The revised Data Protection Bill foresees imposition of strict financial penalties if organizations fail to contain data breaches or intimate users and the government about such incidents, a draft version revealed.
The media source “Economic Times” reviewed some portions of the Bill that has been renamed as the Digital Data Protection Bill. It is expected to be released for public consultation in the next few days of this month.
The Data Protection Board of India, slated to operate as an independent body and function as a “digital office,” will be empowered to adjudicate on deciding the quantum of any such penalties.
According to the draft Bill, “If any organization, data fiduciary or processor, handling personal data of users fails to “take reasonable and necessary security safeguards to prevent personal data breach”, a penalty of up to Rs200 crore may be levied to that organization.
In addition to this, if an organization fails to “notify the Board and affected Data Principals or users in the event of a personal data breach that is likely to affect the data principals, a penalty of up to Rs150 crore shall be applicable,” it further stated.
A similar penalty may be imposed in case of non-fulfilment of some additional obligations and duties in relation to children where a child has been defined as a person who has not completed 18 years of age.

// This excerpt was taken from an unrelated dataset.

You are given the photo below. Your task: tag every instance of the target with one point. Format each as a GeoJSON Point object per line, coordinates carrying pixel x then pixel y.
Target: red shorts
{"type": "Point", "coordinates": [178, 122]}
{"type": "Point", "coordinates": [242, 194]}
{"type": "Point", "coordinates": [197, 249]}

The proposed Board will be led by a chairperson as well as full and part-time members with major experience and qualifications. They will be considered civil servants during their tenure with the Board.
The Government will define which geographies are “trusted” from time to time.
Criminal penalties proposed on staff of companies involved in data breach may also be scrapped in the new draft, which is likely to be released for public consultation in the next few days.